Welcome to "The Gods Are Bored," all you bright and beautiful people! Are you having a nice day? Me neither.
Something odd is happening to me. Namely, I'm starting to like living in New Jersey.
Go ahead, call the guys in the white coats, because I don't believe it either.
I've lived in New Jersey for 23 years. That makes this state my place of residence for the bulk of my life. Yougoddaproblem widdat?
See? I don't even talk Appalachian anymore. I pick it up again when I visit home, but I used to carry my accent with me allatime.
"Home." Ahhh, that word! New Jersey, home? Ick!
Except when I go home, it's no longer there. The farmlands are covered with McMansions, the highways are tangled bumper-to-bumper nightmares, all of my kin except my sister and a handful of cousins are gone. My uncle resides at the family farm so stubbornly that I can't even go there unless I want to hear him praise Rush Limbaugh to the skies.
So I don't go to the family farm.
Even the beautiful courthouse in Berkeley Springs burned down.

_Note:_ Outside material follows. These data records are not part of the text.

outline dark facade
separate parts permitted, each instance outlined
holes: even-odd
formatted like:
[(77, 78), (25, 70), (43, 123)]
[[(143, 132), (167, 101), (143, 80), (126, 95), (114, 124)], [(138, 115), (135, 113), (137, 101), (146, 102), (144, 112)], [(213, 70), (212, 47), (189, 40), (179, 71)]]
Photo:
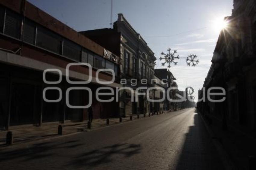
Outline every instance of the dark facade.
[[(135, 90), (142, 86), (152, 87), (154, 77), (155, 54), (147, 43), (130, 24), (121, 14), (118, 14), (113, 29), (103, 29), (80, 32), (108, 50), (120, 56), (121, 78), (125, 79), (127, 83), (124, 87)], [(131, 80), (136, 79), (136, 85), (131, 85)], [(146, 85), (142, 84), (142, 79), (147, 80)], [(145, 96), (141, 96), (138, 102), (131, 101), (131, 93), (126, 90), (120, 97), (123, 101), (120, 105), (123, 115), (151, 112), (152, 103)], [(151, 97), (153, 97), (153, 95)]]
[[(223, 87), (226, 100), (218, 103), (207, 100), (198, 107), (222, 119), (224, 127), (232, 124), (255, 132), (256, 2), (236, 0), (233, 6), (231, 16), (225, 19), (229, 26), (220, 34), (203, 86), (206, 91), (211, 87)], [(201, 98), (202, 90), (199, 92)]]
[[(95, 80), (98, 69), (114, 70), (115, 82), (108, 86), (120, 86), (120, 56), (113, 54), (110, 57), (106, 53), (111, 52), (27, 1), (1, 1), (0, 127), (8, 129), (14, 125), (41, 125), (46, 122), (64, 123), (65, 120), (87, 119), (86, 109), (66, 106), (65, 92), (71, 87), (86, 87), (92, 90), (95, 118), (118, 115), (118, 103), (108, 103), (107, 107), (106, 104), (97, 102), (95, 96), (96, 88), (102, 86)], [(81, 85), (70, 84), (65, 80), (66, 67), (69, 63), (80, 62), (92, 65), (92, 82)], [(60, 83), (44, 83), (43, 71), (48, 68), (61, 71), (63, 77)], [(59, 76), (55, 73), (47, 74), (47, 80), (58, 80)], [(70, 79), (84, 80), (88, 74), (86, 66), (71, 67)], [(99, 78), (103, 80), (109, 81), (112, 77), (108, 72), (99, 74)], [(64, 98), (58, 102), (46, 102), (42, 99), (43, 90), (53, 86), (61, 89)], [(89, 102), (86, 91), (72, 90), (70, 94), (70, 105), (83, 105)], [(59, 95), (56, 90), (46, 93), (49, 99), (56, 99)]]

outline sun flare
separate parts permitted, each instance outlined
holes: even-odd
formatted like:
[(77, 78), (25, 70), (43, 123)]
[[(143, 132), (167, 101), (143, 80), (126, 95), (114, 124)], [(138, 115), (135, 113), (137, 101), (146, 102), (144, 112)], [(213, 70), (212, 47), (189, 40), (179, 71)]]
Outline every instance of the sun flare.
[(223, 18), (216, 18), (213, 23), (213, 27), (217, 32), (226, 29), (228, 25), (228, 22), (223, 20)]

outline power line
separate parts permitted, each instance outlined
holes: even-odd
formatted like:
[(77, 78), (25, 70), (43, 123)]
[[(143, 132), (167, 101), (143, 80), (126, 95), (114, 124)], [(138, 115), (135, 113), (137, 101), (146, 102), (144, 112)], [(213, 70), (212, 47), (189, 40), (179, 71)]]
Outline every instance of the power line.
[(185, 34), (187, 33), (189, 33), (189, 32), (193, 32), (194, 31), (198, 31), (198, 30), (201, 30), (201, 29), (205, 29), (206, 28), (209, 28), (209, 27), (206, 26), (204, 27), (203, 27), (202, 28), (198, 28), (198, 29), (193, 29), (192, 30), (190, 30), (189, 31), (186, 31), (185, 32), (180, 32), (180, 33), (178, 33), (177, 34), (173, 34), (172, 35), (155, 35), (155, 36), (143, 36), (144, 37), (147, 37), (147, 38), (154, 38), (154, 37), (172, 37), (173, 36), (175, 36), (176, 35), (182, 35), (183, 34)]

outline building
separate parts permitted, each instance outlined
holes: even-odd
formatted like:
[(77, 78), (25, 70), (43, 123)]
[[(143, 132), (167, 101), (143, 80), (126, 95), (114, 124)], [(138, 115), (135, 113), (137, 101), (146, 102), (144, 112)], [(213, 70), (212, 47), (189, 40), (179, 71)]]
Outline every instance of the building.
[(220, 103), (201, 102), (198, 106), (222, 119), (224, 127), (232, 125), (253, 134), (256, 130), (256, 2), (235, 0), (233, 7), (231, 16), (224, 19), (229, 26), (220, 33), (204, 85), (206, 91), (211, 87), (223, 88), (226, 100)]
[[(120, 87), (120, 55), (115, 55), (79, 32), (61, 23), (26, 1), (0, 1), (0, 127), (23, 124), (41, 125), (42, 123), (66, 120), (82, 121), (87, 118), (87, 109), (71, 108), (65, 102), (66, 92), (70, 87), (89, 87), (92, 91), (92, 104), (95, 118), (118, 115), (119, 105), (114, 100), (108, 103), (96, 100), (98, 87), (105, 85), (95, 78), (99, 69), (114, 70), (115, 81), (105, 86)], [(92, 66), (92, 78), (89, 84), (68, 83), (66, 68), (70, 63), (86, 62)], [(47, 69), (58, 69), (46, 74)], [(85, 65), (70, 67), (68, 78), (83, 81), (89, 77), (89, 69)], [(99, 78), (110, 81), (111, 73), (101, 71)], [(59, 90), (45, 92), (46, 98), (55, 102), (46, 102), (42, 94), (45, 87)], [(84, 105), (91, 99), (86, 90), (73, 90), (69, 93), (69, 103)]]
[[(122, 14), (118, 14), (117, 20), (114, 23), (113, 29), (86, 31), (80, 33), (120, 56), (122, 61), (120, 78), (127, 80), (123, 84), (124, 87), (135, 90), (139, 87), (153, 86), (151, 80), (154, 78), (154, 62), (156, 59), (145, 41)], [(145, 83), (143, 83), (146, 80)], [(136, 81), (136, 85), (133, 85)], [(142, 89), (140, 92), (145, 92), (146, 90)], [(121, 93), (120, 96), (120, 99), (123, 99), (122, 101), (120, 100), (119, 106), (121, 115), (150, 112), (150, 104), (145, 96), (139, 96), (138, 102), (132, 102), (130, 90), (125, 91), (124, 93)]]
[[(176, 80), (176, 78), (174, 77), (170, 70), (167, 68), (159, 68), (155, 69), (155, 75), (159, 77), (159, 78), (164, 83), (166, 83), (166, 94), (167, 95), (167, 89), (170, 87), (173, 87), (174, 80)], [(176, 86), (177, 87), (177, 86)], [(171, 99), (174, 99), (175, 97), (175, 94), (173, 93), (174, 90), (171, 90), (169, 94), (169, 96)], [(173, 111), (175, 110), (174, 102), (169, 101), (167, 97), (164, 102), (164, 108), (165, 110)]]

Now, you take your Jersey. What does it matter if they plow under another field for a shopping center? Can't get any uglier. Already crowded. It's not like I'm going to wander out some day and see my high school friend's big ol' dairy farm covered with ticky tack.
In Jersey you expect leaf blowers at 7 a.m. on weekends, gridlocked traffic, a flat-assed landmass, and sand in the soil. The water runs uphill. (You figure that one out.)
I've finally gotten used to it. Just don't bury me here, yous goddat?
FROM ANNE
THE MERLIN OF JERSEY CITY
3 comments:
Sounds a lot like Joburg.
I spent a couple of years in New Brunswick while my Dad got his PhD from Rutgers-my memories are thus all of the campus, which was beautiful, and the campus married housing, which was great for us kids.
Love,
Terri in Joburg
going on 22 years of living in New Jersey, and I am only beginning to not refer to myself as a NewYorker. But, come up north and visit (sussex county. We may have those #@*^% mcmansions, but our water runs down hill (and we have hills!) and we have plenty of trees, still.
It really does depend on where in New Jersey you live -- I grew up in Bergen County, and even though it, too, is plagued by McMansions, I still find parts of it beautiful. Even though I am now a New Yorker and have lived here longer than I lived in New Jersey, I still stand up for the old homestead.